This weekend I found myself in a bar bidding farewell to one of my fiance's co-workers who is bound for Brazil to teach English as a second language. As we approached the front door I heard the unmistakable sound of disco blaring out through the throng of fiftyish barflies who, in this modern era, had been relegated to smoking outside. I resigned myself to enduring Andy Gibb for a few hours, overpaying for scotch, and being grateful that I was overtly attached to my date, as signified by the engagement ring and her habit of clutching my hand in fear when confronted by aging drunkards. In the end it wasn't that bad at all; the booze was certainly overpriced, but the bartender wasn't particularly mindful of his portion control so it all evened out in the end, and our hostess and her friends were charming and gracious the whole night through. Being a decade older than my fiance, I was a bit closer to the rest of the crowd in age anyway, and having been introduced to music at a young age I even had my own moments of nostalgia now and again as I remembered where I was when I first heard a particular Donna Summers song. Everyone else at the table was out smoking pot in a white polyester suit and I was at home experimenting with something called 'Lincoln Logs' on an avocado-green berber carpet, but at least I remembered it.

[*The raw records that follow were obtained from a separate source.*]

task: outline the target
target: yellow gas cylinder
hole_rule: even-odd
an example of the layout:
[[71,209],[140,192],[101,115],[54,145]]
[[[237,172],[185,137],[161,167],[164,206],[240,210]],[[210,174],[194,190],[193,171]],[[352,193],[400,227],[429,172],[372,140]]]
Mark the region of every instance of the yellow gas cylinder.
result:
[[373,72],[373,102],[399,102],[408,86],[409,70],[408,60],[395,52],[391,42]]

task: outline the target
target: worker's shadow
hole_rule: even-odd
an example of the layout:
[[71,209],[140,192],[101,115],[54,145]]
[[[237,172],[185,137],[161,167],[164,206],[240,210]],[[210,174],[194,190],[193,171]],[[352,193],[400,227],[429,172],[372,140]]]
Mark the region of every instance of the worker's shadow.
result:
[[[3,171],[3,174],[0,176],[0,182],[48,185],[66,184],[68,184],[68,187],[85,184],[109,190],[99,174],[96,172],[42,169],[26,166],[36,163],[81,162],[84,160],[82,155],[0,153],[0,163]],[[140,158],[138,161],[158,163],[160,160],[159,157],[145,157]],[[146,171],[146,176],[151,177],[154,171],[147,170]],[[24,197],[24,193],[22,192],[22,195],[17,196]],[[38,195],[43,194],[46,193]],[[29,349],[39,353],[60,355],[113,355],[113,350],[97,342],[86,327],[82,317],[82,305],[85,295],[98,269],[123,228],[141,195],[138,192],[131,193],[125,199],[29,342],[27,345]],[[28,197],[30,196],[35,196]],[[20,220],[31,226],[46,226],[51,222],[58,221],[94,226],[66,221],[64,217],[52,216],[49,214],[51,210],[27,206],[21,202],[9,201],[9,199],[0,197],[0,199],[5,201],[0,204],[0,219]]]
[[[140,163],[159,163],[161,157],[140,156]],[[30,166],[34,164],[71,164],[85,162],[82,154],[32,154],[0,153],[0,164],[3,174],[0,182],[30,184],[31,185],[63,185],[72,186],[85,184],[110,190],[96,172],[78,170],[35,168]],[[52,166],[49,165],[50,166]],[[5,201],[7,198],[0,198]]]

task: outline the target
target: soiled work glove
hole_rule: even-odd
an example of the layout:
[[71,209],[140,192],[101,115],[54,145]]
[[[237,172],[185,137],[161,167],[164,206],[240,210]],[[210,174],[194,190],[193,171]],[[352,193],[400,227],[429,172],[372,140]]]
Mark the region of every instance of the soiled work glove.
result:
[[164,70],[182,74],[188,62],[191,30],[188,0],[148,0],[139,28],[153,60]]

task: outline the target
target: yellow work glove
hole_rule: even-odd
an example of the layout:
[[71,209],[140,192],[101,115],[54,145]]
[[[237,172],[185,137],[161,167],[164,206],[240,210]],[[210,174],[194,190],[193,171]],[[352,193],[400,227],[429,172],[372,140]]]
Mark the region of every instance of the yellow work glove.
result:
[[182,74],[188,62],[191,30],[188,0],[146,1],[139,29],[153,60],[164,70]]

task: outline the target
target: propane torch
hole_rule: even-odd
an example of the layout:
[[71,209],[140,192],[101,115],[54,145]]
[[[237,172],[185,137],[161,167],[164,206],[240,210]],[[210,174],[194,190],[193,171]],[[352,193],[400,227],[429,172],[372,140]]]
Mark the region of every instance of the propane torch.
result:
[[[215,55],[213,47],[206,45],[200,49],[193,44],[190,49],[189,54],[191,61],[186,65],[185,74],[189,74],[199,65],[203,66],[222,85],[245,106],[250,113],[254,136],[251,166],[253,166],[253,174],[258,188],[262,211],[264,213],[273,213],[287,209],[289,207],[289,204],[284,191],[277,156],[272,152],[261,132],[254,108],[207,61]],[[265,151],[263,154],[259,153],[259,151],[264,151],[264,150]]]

As the evening progressed, I realized that even in a bar dedicated to the revival of thirty-year-old dance music the management had devoted yet another entirely seperate room to what the normative patrons regarded as the 'older crowd' (i.e., the ones on oxygen). Dubbed the Elvis Room, it dialed the scene back a further ten to twenty years. In conversing with some of our fellow revelers I learned that it had, until fairly recently, been called the Sinatra Room. I was just about to ask why the shift in theme had occured, when it suddently hit me: mortality. The people who came for Sinatra were, as time progressed, thinning out due to age and eventually death. Every ten years that room was going to be renamed after someone whose heyday was a decade prior to the main room's standard fare as old patrons died and new patrons turned forty.
It was a grim revelation that I thought best to keep private while in the company of people who were themselves inexorably sliding back toward whatever the Elvis Room would be renamed in the years to come, but that moment of potential poigniance was completely shattered by the absurdity of continuing that logic into the next thirty years. Am I going to be in that same fucking bar someday listening to Bauhaus in the Huey Lewis Lounge, while the younger crowd is requesting old Marilyn Manson numbers in the main room?
And in that scenario, how much more obscenely expensive will a twelve-year-old scotch become?